Un giorno ti svegli e improvvisamente la tua routine di vita cambia, ciò che ti sembrava lontano ahimè te lo ritrovi li, vicino a te. Da professionista cerchi di conoscere, studiare e capire. Inizialmente, nella fase acuta, il personale ospedaliero viene sottoposto ad una mole di lavoro non indifferente e tuttora si è costretti ad un forsennato ritmo lavorativo. In tutto ciò nessuno ha pensato come questo virus ha cambiato le abitudini di una RSA/casa di riposo?
In RSA abbiamo visto tutta la potenza del virus SARS-CoV-2
Abbiamo capito che il virus SARS-CoV-2 esiste e sfortunatamente può decimare gli ospiti, anziani pluripatologici e debilitati
Dentro queste strutture abbiamo capito che il virus SARS-CoV-2 esiste e sfortunatamente può decimare gli ospiti, anziani pluripatologici e debilitati. Si sono viste donazione molteplici, dagli alimentari ai tablet per far sentire il ricoverato vicino ai propri cari; scritte su cartelloni, elogi sui social con parolone come “eroi”, “salvatori”.
E noi? Non eravamo in prima linea, lo ammetto, ma lavoravamo in emergenza per poter contenere e limitare che il virus possa entrare. Da coordinatore infermieristico devo ammettere ahimè che siamo stati dimenticati. Ci si ricorda ora dove il problema sta prendendo piede.
Eppure, abbiamo completamente chiuso al pubblico il 9 marzo, nessun parente ha più messo piede in struttura, nemmeno nelle fasi finali di vita del proprio caro. Non avevamo mascherine o presidi in caso di sospetto contagio, eppure ci siamo arrangiati nel migliore dei modi, finché l’Ulss non ci ha rifornito.

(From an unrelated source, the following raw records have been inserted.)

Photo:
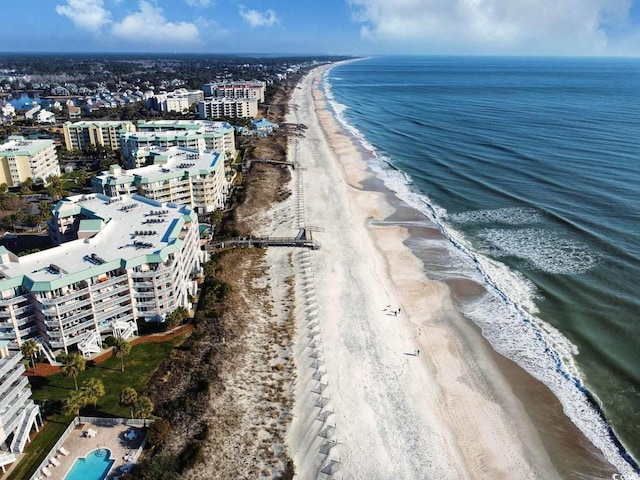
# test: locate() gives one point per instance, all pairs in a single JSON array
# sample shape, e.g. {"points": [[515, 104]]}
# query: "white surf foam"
{"points": [[543, 250], [507, 216], [507, 314]]}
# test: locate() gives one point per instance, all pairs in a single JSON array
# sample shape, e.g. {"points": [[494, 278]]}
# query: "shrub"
{"points": [[158, 432], [191, 456]]}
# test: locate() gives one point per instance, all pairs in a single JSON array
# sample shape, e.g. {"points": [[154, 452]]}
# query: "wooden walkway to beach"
{"points": [[263, 242]]}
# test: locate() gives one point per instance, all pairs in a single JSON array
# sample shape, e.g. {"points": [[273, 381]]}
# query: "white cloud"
{"points": [[86, 14], [199, 3], [492, 26], [150, 25], [255, 18]]}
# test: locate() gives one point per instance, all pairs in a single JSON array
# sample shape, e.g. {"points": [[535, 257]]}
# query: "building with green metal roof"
{"points": [[180, 175], [118, 261], [21, 159]]}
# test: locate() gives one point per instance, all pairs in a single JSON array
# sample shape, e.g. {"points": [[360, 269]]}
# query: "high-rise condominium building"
{"points": [[118, 261], [81, 135], [179, 175], [21, 159]]}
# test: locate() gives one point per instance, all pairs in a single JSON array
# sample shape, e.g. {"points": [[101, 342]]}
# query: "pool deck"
{"points": [[111, 437]]}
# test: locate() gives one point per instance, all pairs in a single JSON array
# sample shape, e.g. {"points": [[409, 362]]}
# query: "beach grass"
{"points": [[50, 391]]}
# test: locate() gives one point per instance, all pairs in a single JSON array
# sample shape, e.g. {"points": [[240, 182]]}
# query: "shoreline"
{"points": [[476, 425]]}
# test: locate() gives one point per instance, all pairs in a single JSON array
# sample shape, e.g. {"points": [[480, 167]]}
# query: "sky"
{"points": [[331, 27]]}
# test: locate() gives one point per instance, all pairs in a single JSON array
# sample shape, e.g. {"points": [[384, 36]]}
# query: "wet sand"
{"points": [[367, 404]]}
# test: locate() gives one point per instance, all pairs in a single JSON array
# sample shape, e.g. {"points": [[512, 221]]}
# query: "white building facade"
{"points": [[84, 134], [179, 175], [179, 100], [21, 159], [18, 413], [253, 89], [118, 261], [193, 134]]}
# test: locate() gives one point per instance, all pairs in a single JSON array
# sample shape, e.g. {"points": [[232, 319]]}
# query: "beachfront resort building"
{"points": [[228, 107], [180, 175], [81, 135], [117, 261], [18, 413], [254, 89], [194, 134], [21, 159], [179, 100]]}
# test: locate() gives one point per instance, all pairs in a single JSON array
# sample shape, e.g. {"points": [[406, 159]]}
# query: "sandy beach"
{"points": [[392, 381]]}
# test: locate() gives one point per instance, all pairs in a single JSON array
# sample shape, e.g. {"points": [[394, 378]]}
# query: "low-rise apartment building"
{"points": [[254, 89], [194, 134], [179, 100], [228, 107], [21, 159], [18, 413], [179, 175], [80, 135], [118, 260]]}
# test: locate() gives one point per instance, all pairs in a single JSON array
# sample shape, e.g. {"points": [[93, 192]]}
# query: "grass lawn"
{"points": [[139, 366]]}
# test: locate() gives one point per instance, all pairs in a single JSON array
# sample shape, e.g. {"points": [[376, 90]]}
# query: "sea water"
{"points": [[530, 167]]}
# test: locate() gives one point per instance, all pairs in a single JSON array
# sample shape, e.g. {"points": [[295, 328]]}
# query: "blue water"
{"points": [[95, 466], [531, 169]]}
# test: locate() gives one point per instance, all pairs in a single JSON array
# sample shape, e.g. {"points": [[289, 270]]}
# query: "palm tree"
{"points": [[93, 390], [45, 210], [26, 186], [29, 350], [143, 408], [72, 365], [121, 349], [128, 398], [74, 402], [176, 317]]}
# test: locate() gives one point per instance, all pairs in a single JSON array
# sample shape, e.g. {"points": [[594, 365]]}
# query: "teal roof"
{"points": [[17, 145], [90, 225], [65, 208]]}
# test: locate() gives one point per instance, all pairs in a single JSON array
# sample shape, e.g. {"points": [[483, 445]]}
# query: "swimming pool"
{"points": [[94, 466]]}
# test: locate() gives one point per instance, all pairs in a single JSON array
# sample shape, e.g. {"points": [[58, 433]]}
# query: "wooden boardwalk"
{"points": [[263, 242]]}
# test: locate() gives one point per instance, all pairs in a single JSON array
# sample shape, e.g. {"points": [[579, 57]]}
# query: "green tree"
{"points": [[74, 402], [29, 350], [128, 398], [143, 408], [72, 365], [54, 186], [121, 348], [158, 432], [93, 390], [175, 318]]}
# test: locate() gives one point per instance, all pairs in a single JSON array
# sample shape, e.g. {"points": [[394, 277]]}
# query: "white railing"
{"points": [[26, 422], [55, 448]]}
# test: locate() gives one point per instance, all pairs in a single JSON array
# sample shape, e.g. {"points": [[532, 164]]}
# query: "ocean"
{"points": [[530, 168]]}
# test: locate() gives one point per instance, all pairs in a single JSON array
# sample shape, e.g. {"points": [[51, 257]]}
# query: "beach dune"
{"points": [[392, 382]]}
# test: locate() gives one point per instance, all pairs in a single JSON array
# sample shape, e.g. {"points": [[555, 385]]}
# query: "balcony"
{"points": [[110, 281], [11, 417], [9, 396], [110, 291], [14, 300]]}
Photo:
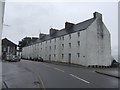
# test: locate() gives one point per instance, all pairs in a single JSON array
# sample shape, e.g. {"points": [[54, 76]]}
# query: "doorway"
{"points": [[69, 58]]}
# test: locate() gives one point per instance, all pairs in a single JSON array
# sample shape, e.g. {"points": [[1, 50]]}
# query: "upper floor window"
{"points": [[62, 46], [60, 38], [69, 45], [54, 55], [62, 56], [78, 34], [55, 39], [55, 47], [78, 54], [78, 43], [70, 36], [63, 37]]}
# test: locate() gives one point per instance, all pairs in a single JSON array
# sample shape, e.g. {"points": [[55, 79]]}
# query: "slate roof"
{"points": [[76, 27], [7, 42]]}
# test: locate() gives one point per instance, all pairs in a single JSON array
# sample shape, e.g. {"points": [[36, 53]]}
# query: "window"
{"points": [[70, 36], [54, 55], [60, 38], [78, 43], [62, 46], [62, 56], [63, 37], [69, 45], [55, 39], [78, 34], [55, 47], [78, 54]]}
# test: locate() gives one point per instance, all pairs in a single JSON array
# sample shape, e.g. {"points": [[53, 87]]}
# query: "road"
{"points": [[60, 76]]}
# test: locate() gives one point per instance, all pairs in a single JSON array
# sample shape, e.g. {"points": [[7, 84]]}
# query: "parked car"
{"points": [[16, 58], [40, 59], [12, 58]]}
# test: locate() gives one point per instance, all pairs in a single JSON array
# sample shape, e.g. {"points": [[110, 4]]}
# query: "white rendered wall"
{"points": [[98, 49], [93, 49]]}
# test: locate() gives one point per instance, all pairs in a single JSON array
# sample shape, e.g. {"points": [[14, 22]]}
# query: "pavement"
{"points": [[52, 75], [15, 76]]}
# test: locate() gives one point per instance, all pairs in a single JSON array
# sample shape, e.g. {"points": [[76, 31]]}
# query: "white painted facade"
{"points": [[91, 46], [1, 21]]}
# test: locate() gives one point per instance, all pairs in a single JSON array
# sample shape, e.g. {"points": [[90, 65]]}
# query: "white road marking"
{"points": [[79, 78], [46, 65], [59, 69]]}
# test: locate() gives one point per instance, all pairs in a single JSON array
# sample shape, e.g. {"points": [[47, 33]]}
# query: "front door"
{"points": [[69, 58]]}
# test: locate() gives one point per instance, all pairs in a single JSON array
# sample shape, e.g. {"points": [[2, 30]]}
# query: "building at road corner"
{"points": [[86, 43], [2, 4]]}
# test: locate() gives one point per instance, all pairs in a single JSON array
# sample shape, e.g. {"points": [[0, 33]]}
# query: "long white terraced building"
{"points": [[86, 43]]}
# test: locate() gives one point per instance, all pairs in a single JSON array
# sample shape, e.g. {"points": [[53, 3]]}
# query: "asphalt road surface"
{"points": [[56, 76]]}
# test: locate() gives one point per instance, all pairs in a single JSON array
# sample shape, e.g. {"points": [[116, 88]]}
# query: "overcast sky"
{"points": [[31, 18]]}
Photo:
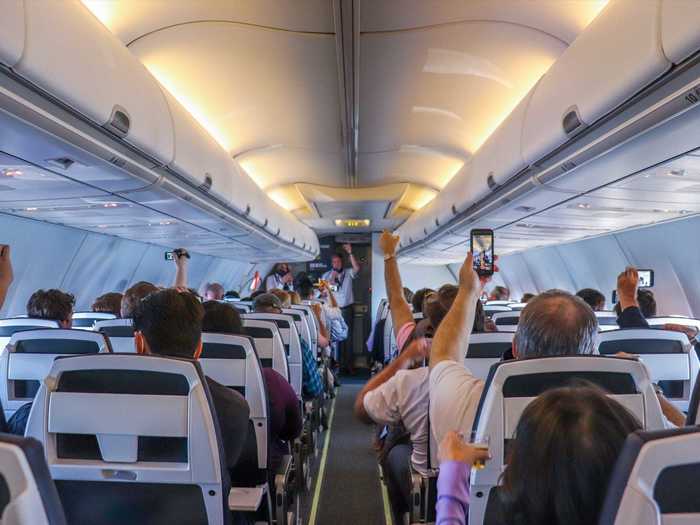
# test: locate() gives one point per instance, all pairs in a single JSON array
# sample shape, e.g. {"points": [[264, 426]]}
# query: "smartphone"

Abbiamo adibito stanze d’isolamento in caso di contagio. Operatori che si sono improvvisati parrucchieri ed estetisti per permettere all’anziano una routine di vita, lontana da ansie e preoccupazioni. Videochiamate impostate a calendario per gestire relazioni, ansie e timori tra il famigliare e il proprio caro ricoverato.
Educatrici che a turno ridotto portavano avanti attività come se esternamente nulla succedesse. Operatori preoccupati, disinformati su ciò che accadeva e che poteva accadere dentro quelle mura. Mi sono prima formato io con due corsi su Covid-19 per poi formare loro , per avere almeno la certezza di poter contare su un’équipe preparata.
E poi arriva la temuta febbre , lieve distress respiratorio gestibile in struttura, il paziente viene messo in isolamento. E se ne aggiunge un altro 24 ore dopo, ci si prepara a gestire la situazione, arrivano i primi risultati positivi dei tamponi. Successivamente i tamponi positivi degli operatori sanitari ed è così che cambia l’assetto organizzativo. Saltano ferie e riposi.
Si cerca di salvaguardare i rimanenti ospiti da un probabile contagio, le attività, i servizi come è ovvio, continuano come se nulla fosse. Il personale è carente e fa quel che può tutelandosi con i DPI a disposizione.
Tutto ciò è stato messo in secondo piano, non siamo infermieri di seconda categoria , abbiamo solo scelto diverse strade di crescita professionale. E, nonostante tutto, siamo contenti così.
Giovanni Dal Zotto , Infermiere
Commento (0)
Devi fare il login per lasciare un commento. Non sei iscritto ?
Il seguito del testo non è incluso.